Maintenant, n’oubliez quand même pas votre cadenas.
(*) Malgré plusieurs sollicitations de notre part, le parquet de Bruxelles n’a pas souhaité commenter

Florine Cuignet, vous êtes chargée de politique bruxelloise au Gracq. 3719 vols de vélos à Bruxelles en 2018: c’est inquiétant?
Les chiffres augmentent sans cesse alors qu’on pourrait croire que le nombre de cyclistes en hausse pousserait une réaction. On n’arrive pas à enrayer le phénomène: c’est préoccupant.
Tout le monde ne porte pas plainte...

Il faut porter plainte! C’est très simple via Police-on-web. Ce qu’on constate, c’est que parfois, les policiers dissuadent gentiment les plaignants. Par le passé, on a même eu échos de refus. Ce n’est plus le cas aujourd’hui mais on entend encore trop souvent des commentaires du style: «ne vous faites pas trop d’illusions». Ce n’est pas encourageant.
Quels sont les moyens conseillés par le Gracq pour lutter?
Le travail doit être mené par les zones de police: le vol de vélo doit être dans leurs priorités.

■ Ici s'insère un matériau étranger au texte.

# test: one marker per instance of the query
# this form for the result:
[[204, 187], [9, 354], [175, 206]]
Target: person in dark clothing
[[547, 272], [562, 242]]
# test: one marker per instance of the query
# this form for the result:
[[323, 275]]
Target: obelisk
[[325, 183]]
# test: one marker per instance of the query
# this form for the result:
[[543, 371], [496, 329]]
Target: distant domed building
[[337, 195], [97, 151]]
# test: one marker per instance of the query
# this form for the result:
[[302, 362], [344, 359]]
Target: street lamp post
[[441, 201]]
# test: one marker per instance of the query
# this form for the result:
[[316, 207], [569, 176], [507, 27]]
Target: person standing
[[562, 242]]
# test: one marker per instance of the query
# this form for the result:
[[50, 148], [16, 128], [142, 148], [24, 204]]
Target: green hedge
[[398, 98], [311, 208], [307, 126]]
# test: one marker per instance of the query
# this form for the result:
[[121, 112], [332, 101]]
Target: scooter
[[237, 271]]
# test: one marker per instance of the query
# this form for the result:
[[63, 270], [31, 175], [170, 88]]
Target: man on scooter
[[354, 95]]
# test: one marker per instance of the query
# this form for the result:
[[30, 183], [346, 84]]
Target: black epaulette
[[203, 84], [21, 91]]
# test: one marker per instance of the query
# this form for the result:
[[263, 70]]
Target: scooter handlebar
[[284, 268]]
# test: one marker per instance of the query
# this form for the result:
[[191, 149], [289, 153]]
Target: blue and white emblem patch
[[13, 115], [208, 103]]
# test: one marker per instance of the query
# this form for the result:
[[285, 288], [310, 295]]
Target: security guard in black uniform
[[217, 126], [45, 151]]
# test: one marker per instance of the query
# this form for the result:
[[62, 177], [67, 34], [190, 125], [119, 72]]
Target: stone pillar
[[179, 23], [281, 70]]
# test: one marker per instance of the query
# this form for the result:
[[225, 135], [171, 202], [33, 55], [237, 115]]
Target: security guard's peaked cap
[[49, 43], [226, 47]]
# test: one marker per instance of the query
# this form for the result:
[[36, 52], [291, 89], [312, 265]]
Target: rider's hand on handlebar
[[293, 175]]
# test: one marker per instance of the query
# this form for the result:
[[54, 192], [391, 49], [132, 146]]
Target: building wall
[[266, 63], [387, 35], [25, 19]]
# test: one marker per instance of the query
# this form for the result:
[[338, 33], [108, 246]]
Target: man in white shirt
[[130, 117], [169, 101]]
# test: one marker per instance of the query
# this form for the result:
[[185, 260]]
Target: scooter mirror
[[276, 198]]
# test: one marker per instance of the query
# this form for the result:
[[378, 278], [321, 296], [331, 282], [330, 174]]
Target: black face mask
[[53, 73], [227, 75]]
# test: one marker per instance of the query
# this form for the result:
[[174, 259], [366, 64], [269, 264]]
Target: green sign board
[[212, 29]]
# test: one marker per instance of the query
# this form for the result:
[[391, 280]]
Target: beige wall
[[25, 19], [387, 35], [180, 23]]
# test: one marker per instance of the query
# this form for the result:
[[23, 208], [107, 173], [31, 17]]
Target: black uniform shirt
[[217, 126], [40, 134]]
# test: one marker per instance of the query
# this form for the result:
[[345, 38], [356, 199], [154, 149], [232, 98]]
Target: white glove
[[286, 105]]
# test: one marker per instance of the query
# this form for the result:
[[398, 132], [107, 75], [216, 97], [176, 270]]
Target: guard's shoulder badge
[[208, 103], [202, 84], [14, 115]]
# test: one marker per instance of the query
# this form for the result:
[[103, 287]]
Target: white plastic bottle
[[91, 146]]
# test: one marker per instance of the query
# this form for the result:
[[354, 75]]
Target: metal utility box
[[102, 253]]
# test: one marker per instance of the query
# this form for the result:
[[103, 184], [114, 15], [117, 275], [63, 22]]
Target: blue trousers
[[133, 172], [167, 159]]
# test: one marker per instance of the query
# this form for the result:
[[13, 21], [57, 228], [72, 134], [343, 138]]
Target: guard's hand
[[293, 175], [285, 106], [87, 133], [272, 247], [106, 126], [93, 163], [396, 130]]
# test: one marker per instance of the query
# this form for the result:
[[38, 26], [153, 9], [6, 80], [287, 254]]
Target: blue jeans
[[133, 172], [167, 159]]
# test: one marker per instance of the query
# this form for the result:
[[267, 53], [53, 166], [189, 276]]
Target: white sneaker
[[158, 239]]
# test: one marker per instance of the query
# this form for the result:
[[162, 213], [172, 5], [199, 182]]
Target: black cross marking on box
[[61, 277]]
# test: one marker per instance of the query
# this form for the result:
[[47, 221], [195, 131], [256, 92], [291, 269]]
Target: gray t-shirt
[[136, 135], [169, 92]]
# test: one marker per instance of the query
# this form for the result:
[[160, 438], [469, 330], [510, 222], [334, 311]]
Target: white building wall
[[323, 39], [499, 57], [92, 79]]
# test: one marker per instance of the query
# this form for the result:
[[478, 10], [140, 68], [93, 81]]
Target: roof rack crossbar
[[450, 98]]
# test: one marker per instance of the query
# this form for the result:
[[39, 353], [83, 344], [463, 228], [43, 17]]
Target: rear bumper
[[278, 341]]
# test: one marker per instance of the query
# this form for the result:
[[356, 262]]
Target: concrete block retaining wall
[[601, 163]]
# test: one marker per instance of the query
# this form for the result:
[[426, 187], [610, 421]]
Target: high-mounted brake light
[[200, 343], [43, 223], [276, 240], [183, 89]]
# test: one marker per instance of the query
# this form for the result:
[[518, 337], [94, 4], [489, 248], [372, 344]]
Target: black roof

Elles doivent agir vite. Il faut aussi multiplier les solutions de stationnement: dans le domaine, ce sont toujours les balbutiements. Les arceaux et les box, ce n’est pas suffisant: il faut désormais des parkings plus ambitieux. Et même là, il y a des vols. Les communes doivent aussi dégager du personnel pour la prévention. Enfin, il faut enregistrer son vélo sur mybike.brussels.
Certaines zones de police multiplient les efforts.

C’est vrai. Mais il faut désormais dépasser les moyens zonaux pour atteindre l’échelle régionale. Nous avons ainsi un groupe de travail qui réunit Bruxelles Mobilité, l’associatif, les zones et les communes via leurs services prévention. Mais ce sont toujours les mêmes têtes qu’on y voit venir. À ce titre, le parquet reste le point noir: on ne sait pas ce qui s’y passe, quelles y sont les procédures...
Comment ça?
Quand la police appréhende un voleur en flagrant délit par exemple, on ne sait pas trop s’il est jugé ou pas. Et quelque temps plus tard, il est de nouveau pris sur le fait. Pour le Gracq, le parquet est le maillon faible: le manque de sanction décourage les zones de police.